2006-07-04 - 3:07 p.m.

free fall

Photobucket - Video and Image Hosting

i can't believe i forgot about posting jin's bday graphic at midnight last night. well okay i guess it's not that unbelievable. way too depressed last night. man i haven't had these serious depression bouts in a while *lol* guess y'all should be glad to see i'm still alive to laugh about it. hmm then again i'm not exactly laughing. i've been pasting on this fake smile on my face all morning to assure my mother i was fine. not that she noticed much either. just that she saw me spacing out a few times.

spent three hours just lying in bed after dinner. felt utterly, utterly hopeless and useless. tearing and tearing. i was like in a daze. couldn't even think. my heart felt like it was doing a free fall and my stomach felt sick. half the time i lay there wishing the roof would just cave in and crash down on me so i could die straight away. i'm usually not a morbid person but well, i felt like hell last night. still feeling extremely lousy today, but i'm choosing to distract myself. kept squeezing the plastic library card in my hand, and eventually rubbing it against my wrist. couldn't feel any pain, just pressure. then i started doing it with the scissors but i stopped before it drew blood. that was how desperate i felt. for me, someone who is totally against SI and whatnot, and is totally big on the good daughter discipline issue, just felt like shit at that time. so much so i nearly cut myself. very gay right.

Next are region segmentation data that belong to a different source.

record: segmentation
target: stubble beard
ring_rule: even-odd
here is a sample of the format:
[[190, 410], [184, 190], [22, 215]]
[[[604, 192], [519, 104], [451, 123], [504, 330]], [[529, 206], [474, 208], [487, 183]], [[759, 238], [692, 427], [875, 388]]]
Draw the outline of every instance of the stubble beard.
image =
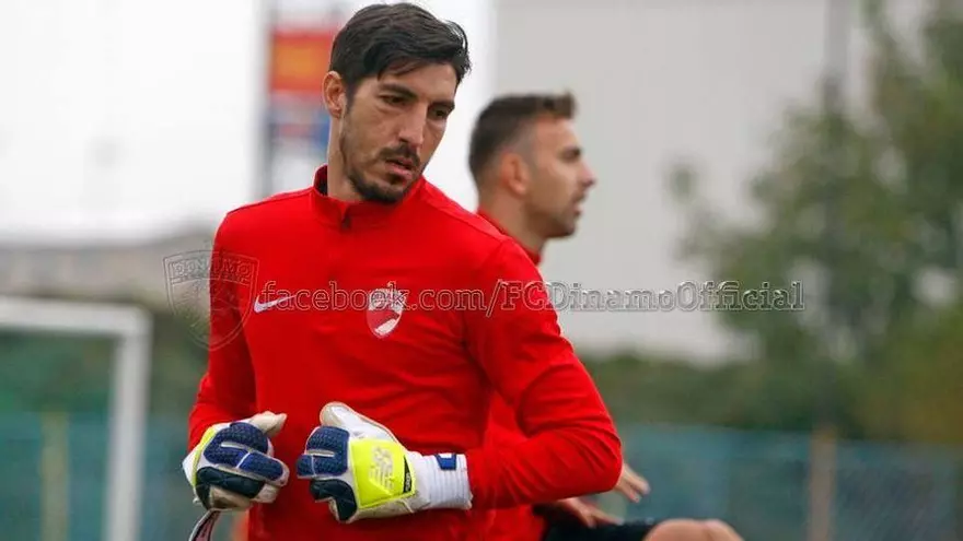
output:
[[351, 183], [355, 191], [358, 192], [363, 201], [376, 203], [391, 204], [404, 199], [411, 187], [415, 186], [415, 183], [409, 180], [404, 188], [393, 189], [392, 187], [384, 187], [376, 181], [364, 178], [359, 164], [352, 160], [351, 149], [356, 146], [351, 121], [346, 116], [338, 137], [338, 150], [341, 153], [341, 160], [345, 162], [345, 176], [348, 177], [348, 181]]

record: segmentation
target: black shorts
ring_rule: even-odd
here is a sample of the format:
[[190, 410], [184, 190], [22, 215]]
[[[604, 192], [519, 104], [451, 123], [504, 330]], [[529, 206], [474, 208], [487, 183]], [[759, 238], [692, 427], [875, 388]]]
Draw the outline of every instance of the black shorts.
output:
[[542, 541], [639, 541], [658, 524], [658, 520], [647, 519], [587, 528], [575, 521], [552, 521]]

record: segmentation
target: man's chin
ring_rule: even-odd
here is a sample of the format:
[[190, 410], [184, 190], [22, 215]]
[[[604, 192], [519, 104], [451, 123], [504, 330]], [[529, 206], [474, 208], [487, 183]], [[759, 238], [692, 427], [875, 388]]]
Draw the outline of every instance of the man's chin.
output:
[[414, 183], [399, 177], [391, 179], [378, 179], [356, 186], [356, 189], [366, 201], [380, 203], [396, 203], [404, 199]]

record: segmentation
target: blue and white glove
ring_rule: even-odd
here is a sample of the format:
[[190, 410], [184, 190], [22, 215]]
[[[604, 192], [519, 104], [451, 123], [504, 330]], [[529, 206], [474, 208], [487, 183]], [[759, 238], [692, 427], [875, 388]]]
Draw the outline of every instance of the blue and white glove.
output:
[[270, 438], [286, 419], [268, 411], [205, 431], [182, 464], [195, 503], [208, 510], [190, 540], [210, 539], [221, 511], [245, 510], [255, 502], [269, 504], [277, 498], [288, 483], [289, 471], [274, 458]]
[[409, 451], [386, 427], [340, 402], [321, 410], [297, 473], [311, 480], [314, 501], [328, 502], [345, 524], [472, 507], [464, 455]]

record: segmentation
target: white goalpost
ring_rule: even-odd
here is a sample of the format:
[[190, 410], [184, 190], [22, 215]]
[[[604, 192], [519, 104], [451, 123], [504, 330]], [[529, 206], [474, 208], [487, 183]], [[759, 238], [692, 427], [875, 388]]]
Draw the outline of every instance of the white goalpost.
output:
[[136, 306], [0, 296], [0, 328], [116, 340], [106, 449], [105, 541], [140, 538], [151, 327], [150, 315]]

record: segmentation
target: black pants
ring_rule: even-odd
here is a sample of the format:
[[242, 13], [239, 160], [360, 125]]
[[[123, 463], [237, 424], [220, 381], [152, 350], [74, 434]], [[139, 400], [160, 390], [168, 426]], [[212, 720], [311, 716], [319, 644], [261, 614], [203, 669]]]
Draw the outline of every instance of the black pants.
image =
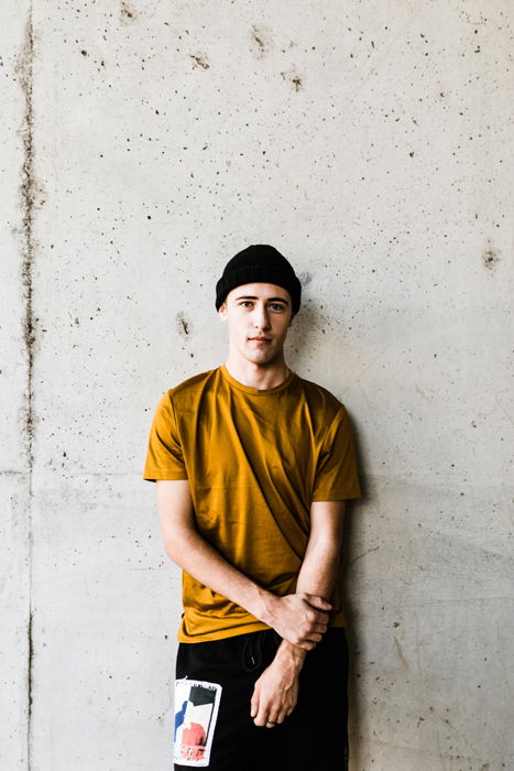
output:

i've never felt this worried in my life before. not before the release of O's, not before CCE, etc. now i literally feel sick with worry. my eyes are swollen and hurt and my wrist still hurts. so stupid. what's worse is knowing the fact that i am just ARGH FUCKING STUPID AND USELESS. i've never hated a person this much. man. as i was sitting in my mom's car this morning i kept wishing we would have an accident so i could just die immediately. of course i don't want to get mom killed. but just let me die.

sighhhhhhhhhhhhhh.

you want to know why i have such bad sleeping habits? i sleep at 5am all the time and wake up past noon. it's because i'm up watching movies or dramas or crap. the reason behind is that i just don't want to sleep, because once i close my eyes, i feel nothing but fear and anxiety yet again. it feels so bad that i'm suffocating inside. it's like i'm getting choked. so i just distract myself and watch shit until my brain and eyes really get tired and i'm ready to drop dead. then only i can sleep. of course those fcked up dreams are another issue, but at least i'm in slumber. otherwise i'd just be tossing and turning. argh i hate this :'(

i don't know how i can live past the next two days. this does not bode well. if thursday does not turn out well, i'm not sure what i'm going to do. i try to think ahead but i really can't forsee or imagine or even plan what i should do. i'll probably just be paralyzed. maybe i'll die or something. i don't know. maybe i'll lock myself up. or run away. i don't know. neither of these seem like very good options.

oh i received the NANA dvd from my dearest jiejie. thank you so much! and also she sponsored me half the cost of the Nightmare photobook, which i finally bought. sakito is just gorgeous. and ruka is so pretty too.

been doing nothing since parents left for work. reading old naito blog entries, bumming around lj communities. my head is started to hurt. feels like i've got cotton wool stuffed up my brain. but i'm sick of just lying in bed like a corpse. cos then i just start thinking about shit and feel even more shitty. feeling so numb right now.

i don't understand how my life could have come to this. and the fact that i am here sounding as though i am self-pitying and whining about whatever torment i'm going through is just pathetic. because i've never been this pathetic before. i've always prided myself in being mentally and emotionally strong and disciplined. i guess i've just got to admit i'm not the perfect daughter my parents want, not the great student my school believes i am, and not the perfect person i wanted myself to become.